The important thing to remember when you work with a Dutch tilt is that you need to do it deliberately. You can’t be just a few degrees off of level; it needs to be obvious that you’re skewing the horizon. The human brain is sensitive to levels; if it isn’t sufficiently deliberate, the angle will feel irritating or even disorienting rather than creative.
Part 2: Additional Camera Angles Photographers Need to Know
1. Wide Angle Shot
Wide-angle shots are excellent for setting a scene and giving your audience an overview of a situation. They are also very evocative.
You can use wide-angle shots to suggest just how small your subject is in comparison to their environment. Or you can overawe the audience with the environment, and make them feel a sense of wonder, or insignificance or amazement.
When you shoot wide-angle shots, make sure that you have a clear subject and focal point. It’s very easy to look upon a beautiful vista only to revisit the photo and think “What was I looking at here?” It might be beautiful, but without something to hold the attention of the viewer and to drive the story, it becomes meaningless. Make sure you have an anchor to retain the audience’s attention and make use of leading lines and balance to draw them into the scene and tell your photo’s story.
2. Close-Up Shot
Close-up shots are the most intimate of the intimate and can be shot from any angle. As well as being very revealing, they can also be very confronting. Being face-to-face with someone close-to can be quite alarming just as much as it might feel tender or a little vulnerable.
Look for details when you shoot close-up shots, for example, texture and color. Is getting in close highlighting patterns that might otherwise be missed? Watch for the light, too. Are you casting a shadow by getting in close? Do you want to make use of chiaroscuro for an intense shot? Are you capturing an interesting catchlight in your subject’s eyes?
3. Side Angle
Shooting your subject at 90º to the camera turns you and the audience into observers. You are regarding your subject here, rather than engaging with them and forming an active relationship.
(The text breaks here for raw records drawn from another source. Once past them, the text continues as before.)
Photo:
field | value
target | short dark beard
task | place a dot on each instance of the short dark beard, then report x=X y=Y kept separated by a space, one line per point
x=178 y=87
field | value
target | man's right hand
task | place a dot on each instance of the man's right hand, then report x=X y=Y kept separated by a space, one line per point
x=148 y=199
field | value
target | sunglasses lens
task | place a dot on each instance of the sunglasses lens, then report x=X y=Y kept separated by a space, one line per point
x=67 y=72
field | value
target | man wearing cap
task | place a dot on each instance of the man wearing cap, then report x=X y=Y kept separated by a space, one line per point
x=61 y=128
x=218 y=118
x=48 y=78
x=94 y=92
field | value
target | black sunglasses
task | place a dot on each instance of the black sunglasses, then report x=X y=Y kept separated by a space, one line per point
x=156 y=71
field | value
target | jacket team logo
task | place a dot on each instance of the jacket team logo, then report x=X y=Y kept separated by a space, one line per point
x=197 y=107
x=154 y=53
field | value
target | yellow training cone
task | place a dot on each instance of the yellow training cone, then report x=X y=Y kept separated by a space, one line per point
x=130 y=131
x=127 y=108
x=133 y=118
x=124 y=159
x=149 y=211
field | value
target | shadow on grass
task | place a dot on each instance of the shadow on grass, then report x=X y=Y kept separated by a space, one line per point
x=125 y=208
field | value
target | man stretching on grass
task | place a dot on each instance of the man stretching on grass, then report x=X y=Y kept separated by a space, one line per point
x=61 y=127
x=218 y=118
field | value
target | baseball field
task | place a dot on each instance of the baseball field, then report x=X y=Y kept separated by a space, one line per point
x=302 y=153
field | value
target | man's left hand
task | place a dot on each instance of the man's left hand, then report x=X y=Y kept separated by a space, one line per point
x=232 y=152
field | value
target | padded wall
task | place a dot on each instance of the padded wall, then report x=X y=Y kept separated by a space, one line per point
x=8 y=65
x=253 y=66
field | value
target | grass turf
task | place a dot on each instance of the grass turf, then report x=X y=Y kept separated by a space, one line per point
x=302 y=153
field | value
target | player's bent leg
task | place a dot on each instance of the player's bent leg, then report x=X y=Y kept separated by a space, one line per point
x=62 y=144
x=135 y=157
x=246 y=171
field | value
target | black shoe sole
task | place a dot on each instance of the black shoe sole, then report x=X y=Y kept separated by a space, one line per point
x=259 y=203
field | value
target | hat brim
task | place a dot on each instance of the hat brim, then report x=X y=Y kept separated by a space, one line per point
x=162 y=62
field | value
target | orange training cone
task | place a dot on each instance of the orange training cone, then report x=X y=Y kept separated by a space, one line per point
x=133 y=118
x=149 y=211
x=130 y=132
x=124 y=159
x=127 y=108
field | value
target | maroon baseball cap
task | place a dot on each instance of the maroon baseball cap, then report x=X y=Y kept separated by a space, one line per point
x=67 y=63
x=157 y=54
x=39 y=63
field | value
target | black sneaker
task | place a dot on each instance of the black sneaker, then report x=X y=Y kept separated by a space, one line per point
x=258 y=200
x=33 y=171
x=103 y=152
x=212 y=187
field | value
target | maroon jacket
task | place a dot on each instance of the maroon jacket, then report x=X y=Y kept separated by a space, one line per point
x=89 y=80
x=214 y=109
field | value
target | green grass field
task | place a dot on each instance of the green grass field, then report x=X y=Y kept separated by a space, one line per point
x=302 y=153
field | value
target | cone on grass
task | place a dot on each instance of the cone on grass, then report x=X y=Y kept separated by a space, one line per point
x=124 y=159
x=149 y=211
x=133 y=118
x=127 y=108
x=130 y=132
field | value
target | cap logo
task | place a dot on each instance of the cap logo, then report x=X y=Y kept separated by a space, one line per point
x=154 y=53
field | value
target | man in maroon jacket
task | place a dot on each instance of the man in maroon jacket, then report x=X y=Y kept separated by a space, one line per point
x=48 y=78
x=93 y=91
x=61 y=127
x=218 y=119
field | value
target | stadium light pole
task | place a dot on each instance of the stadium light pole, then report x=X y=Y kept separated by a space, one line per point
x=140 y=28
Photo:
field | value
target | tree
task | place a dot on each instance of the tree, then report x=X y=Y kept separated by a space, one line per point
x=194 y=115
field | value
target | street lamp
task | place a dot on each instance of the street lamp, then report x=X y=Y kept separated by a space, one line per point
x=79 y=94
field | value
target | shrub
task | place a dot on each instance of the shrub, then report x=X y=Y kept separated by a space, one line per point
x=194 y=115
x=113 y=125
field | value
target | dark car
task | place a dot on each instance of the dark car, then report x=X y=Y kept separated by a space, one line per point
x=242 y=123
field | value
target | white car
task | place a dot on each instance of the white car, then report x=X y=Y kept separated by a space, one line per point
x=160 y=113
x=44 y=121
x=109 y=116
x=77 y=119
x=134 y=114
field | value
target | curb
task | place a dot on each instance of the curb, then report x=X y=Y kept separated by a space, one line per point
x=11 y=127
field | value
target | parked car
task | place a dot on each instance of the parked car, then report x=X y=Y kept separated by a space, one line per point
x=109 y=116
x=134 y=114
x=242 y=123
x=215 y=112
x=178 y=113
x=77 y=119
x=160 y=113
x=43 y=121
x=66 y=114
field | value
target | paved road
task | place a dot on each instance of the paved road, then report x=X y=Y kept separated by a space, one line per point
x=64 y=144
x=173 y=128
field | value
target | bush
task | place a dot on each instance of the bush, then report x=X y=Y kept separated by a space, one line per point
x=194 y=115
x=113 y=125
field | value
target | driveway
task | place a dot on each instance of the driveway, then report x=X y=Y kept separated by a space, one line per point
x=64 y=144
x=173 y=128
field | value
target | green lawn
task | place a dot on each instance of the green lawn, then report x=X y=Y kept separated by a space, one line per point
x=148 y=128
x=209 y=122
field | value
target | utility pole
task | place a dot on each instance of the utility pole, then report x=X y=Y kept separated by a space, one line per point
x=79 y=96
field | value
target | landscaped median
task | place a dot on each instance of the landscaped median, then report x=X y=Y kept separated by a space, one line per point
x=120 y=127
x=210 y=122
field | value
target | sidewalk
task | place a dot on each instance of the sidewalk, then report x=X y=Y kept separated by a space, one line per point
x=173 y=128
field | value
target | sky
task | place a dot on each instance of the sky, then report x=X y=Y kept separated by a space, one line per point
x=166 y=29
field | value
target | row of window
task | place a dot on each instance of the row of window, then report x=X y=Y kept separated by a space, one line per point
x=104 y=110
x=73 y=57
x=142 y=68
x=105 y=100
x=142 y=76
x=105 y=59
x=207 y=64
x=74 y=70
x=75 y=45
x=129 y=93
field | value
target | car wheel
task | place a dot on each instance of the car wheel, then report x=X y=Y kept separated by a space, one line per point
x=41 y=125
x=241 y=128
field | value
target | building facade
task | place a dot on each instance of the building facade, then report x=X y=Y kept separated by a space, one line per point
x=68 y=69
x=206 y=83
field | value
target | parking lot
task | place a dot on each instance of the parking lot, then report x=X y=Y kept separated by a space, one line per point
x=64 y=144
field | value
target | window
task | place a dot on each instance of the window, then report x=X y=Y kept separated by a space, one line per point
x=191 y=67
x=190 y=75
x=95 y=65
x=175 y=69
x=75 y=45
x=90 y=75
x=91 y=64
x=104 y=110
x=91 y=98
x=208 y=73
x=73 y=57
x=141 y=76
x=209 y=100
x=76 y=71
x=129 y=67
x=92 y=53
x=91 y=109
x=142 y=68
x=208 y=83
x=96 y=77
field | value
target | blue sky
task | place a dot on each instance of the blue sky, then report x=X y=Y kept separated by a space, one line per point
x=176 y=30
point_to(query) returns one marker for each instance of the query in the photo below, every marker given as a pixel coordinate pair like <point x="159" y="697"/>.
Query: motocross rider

While this can be creepy, it doesn’t have to be. It can also be very natural and more documentary in nature, too.
When you’re photographing people who feel nervous in front of the camera, a side angle shot can help to relax them and feel more comfortable. They don’t have to look at you or the camera, which can reduce feelings of self-consciousness, and bring you some lovely natural-looking images.
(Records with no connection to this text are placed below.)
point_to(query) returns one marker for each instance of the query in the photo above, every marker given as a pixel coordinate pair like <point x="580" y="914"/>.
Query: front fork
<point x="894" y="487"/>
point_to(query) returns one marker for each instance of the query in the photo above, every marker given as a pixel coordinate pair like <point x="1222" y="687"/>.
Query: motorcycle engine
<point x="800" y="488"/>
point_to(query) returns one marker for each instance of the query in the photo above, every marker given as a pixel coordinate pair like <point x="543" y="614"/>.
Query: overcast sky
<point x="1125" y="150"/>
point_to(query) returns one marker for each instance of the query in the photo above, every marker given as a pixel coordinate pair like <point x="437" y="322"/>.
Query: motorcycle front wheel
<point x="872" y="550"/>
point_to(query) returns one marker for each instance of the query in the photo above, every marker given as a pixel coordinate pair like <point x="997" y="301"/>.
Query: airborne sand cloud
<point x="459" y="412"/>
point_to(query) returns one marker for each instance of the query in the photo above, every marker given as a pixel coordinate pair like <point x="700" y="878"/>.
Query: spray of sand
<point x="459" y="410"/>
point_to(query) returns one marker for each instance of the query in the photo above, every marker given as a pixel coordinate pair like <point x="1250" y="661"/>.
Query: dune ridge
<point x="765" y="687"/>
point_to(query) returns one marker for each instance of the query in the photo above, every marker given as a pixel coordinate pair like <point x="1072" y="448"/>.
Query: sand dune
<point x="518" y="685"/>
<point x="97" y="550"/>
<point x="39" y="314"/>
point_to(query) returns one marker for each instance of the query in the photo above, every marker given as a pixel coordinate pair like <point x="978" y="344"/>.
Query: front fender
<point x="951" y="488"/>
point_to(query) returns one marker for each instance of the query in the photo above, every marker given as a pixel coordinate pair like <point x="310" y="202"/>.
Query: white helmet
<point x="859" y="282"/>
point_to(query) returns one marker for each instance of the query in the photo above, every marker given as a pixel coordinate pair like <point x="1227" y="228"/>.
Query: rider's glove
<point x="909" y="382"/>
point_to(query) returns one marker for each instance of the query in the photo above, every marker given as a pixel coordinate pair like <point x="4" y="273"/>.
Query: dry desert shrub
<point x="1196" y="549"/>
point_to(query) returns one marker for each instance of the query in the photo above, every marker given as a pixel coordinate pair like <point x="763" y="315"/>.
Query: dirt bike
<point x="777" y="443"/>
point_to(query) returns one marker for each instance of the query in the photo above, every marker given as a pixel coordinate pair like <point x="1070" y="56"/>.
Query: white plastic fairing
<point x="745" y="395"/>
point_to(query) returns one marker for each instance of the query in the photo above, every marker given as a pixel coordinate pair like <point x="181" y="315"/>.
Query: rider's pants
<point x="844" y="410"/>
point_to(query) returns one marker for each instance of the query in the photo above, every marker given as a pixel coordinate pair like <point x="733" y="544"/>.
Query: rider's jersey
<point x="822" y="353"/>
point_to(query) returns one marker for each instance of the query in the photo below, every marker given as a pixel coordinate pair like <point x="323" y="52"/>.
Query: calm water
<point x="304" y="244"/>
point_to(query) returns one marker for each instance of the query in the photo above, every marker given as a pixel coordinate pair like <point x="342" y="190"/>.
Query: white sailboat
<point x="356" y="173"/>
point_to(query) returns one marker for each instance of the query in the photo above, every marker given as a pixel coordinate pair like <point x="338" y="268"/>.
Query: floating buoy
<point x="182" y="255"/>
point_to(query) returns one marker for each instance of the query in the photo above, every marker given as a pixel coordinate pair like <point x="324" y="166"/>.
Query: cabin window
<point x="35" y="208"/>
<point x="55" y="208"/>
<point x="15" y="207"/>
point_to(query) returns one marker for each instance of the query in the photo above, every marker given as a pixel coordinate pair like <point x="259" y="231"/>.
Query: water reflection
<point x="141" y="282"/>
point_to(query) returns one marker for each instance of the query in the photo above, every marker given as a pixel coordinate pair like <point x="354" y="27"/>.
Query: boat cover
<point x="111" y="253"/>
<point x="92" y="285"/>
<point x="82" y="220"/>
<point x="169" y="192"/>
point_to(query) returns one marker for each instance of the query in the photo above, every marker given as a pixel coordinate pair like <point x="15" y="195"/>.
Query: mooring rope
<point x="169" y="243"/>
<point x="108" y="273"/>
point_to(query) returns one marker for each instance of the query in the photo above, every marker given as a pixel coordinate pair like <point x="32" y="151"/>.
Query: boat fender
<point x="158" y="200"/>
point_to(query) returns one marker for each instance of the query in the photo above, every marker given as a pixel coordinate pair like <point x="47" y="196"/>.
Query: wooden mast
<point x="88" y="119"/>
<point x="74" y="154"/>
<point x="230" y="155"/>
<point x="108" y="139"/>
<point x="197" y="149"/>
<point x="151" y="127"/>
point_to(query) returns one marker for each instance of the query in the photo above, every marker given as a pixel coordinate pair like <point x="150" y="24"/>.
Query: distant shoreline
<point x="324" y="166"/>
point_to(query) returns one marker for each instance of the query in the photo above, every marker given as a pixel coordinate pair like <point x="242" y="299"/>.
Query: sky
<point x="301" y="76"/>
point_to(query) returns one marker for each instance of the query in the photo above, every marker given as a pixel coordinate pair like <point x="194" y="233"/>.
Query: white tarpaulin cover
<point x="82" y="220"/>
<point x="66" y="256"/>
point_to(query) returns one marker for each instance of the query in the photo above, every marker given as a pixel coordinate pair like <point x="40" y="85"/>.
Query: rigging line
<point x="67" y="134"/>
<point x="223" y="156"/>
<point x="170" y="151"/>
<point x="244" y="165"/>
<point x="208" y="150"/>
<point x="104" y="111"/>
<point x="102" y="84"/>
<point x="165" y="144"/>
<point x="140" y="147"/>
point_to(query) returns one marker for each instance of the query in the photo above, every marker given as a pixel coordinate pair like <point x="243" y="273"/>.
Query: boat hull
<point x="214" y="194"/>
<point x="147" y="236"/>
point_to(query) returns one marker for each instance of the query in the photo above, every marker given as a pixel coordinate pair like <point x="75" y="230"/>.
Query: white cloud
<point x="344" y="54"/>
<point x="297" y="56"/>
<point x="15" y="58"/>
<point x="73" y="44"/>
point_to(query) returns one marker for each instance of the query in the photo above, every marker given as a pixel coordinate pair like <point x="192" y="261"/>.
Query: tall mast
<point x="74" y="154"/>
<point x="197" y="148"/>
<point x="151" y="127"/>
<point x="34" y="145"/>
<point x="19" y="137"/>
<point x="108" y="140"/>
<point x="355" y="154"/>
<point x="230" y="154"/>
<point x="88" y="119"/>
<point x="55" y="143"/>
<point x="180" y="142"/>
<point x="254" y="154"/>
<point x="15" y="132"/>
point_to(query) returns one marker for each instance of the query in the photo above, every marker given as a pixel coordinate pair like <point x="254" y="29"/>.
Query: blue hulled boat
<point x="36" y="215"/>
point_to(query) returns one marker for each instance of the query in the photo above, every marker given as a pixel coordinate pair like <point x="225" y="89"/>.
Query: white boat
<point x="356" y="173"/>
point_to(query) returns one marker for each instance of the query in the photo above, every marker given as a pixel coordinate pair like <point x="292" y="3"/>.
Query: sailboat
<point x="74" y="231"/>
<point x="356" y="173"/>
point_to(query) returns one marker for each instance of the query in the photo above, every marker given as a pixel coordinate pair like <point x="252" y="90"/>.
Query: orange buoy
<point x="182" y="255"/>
Trying different camera angles can require a bit of preparation, for example, if you need a step ladder, or may result in you getting a bit dirty or uncomfortable if you’re on your knees, but they really are worth it. You can shoot the same person in the same setting with the same clothes and by moving from high to low to side-on or eye level, you’ve given yourself a selection of very different feeling images. Give it a go and you’ll see what we mean.